The PhD will be hosted within the TERE team (Electron Transfer and Electrochemical Reactivity) of the ITODYS laboratory, well recognized for its expertise in molecular and materials electrochemistry.

This PhD research is part of the ANR project MultE, coordinated by P. Lainé and funded by the French National Research Agency (ANR).

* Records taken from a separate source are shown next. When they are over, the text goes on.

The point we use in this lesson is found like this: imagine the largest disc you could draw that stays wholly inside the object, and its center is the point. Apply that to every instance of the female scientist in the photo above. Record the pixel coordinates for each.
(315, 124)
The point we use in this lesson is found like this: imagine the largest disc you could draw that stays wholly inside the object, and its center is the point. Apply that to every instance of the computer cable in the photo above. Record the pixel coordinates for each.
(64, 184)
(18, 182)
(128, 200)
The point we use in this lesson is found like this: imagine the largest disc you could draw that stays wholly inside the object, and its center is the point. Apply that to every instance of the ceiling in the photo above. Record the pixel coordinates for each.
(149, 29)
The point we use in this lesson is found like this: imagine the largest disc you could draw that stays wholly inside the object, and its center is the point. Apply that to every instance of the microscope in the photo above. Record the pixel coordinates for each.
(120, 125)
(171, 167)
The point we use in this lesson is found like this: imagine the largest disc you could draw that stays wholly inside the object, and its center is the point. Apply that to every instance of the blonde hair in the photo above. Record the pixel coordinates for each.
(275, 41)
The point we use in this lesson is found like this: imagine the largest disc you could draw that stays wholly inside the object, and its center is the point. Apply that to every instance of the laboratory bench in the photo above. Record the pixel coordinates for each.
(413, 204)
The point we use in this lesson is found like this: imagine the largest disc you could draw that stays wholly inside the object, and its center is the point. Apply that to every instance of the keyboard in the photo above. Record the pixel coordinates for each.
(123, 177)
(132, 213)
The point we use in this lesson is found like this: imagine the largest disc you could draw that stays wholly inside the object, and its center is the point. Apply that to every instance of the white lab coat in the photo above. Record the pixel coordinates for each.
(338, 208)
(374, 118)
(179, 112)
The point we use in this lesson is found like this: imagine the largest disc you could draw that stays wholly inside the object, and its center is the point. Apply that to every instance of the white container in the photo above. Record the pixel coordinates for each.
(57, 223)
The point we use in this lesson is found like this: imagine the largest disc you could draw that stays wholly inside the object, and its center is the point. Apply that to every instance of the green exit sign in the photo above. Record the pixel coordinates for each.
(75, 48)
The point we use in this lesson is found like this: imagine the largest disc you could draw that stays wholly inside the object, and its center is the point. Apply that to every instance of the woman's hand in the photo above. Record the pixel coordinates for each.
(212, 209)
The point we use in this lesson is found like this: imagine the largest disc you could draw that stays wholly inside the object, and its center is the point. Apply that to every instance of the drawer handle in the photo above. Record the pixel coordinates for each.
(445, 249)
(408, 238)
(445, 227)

The consortium brings together four teams from ITODYS, combining expertise in chemical synthesis, electrochemical characterization, mechanistic analysis, and theoretical molecular modelling.

We seek a highly motivated candidate with a solid background in electrochemistry and molecular chemistry. Experience in molecular electrochemistry, reaction mechanisms, or redox-active organic systems will be considered an advantage. The candidate should be eager to explore fundamental questions bridging molecular reactivity, molecular actuators, and energy storage.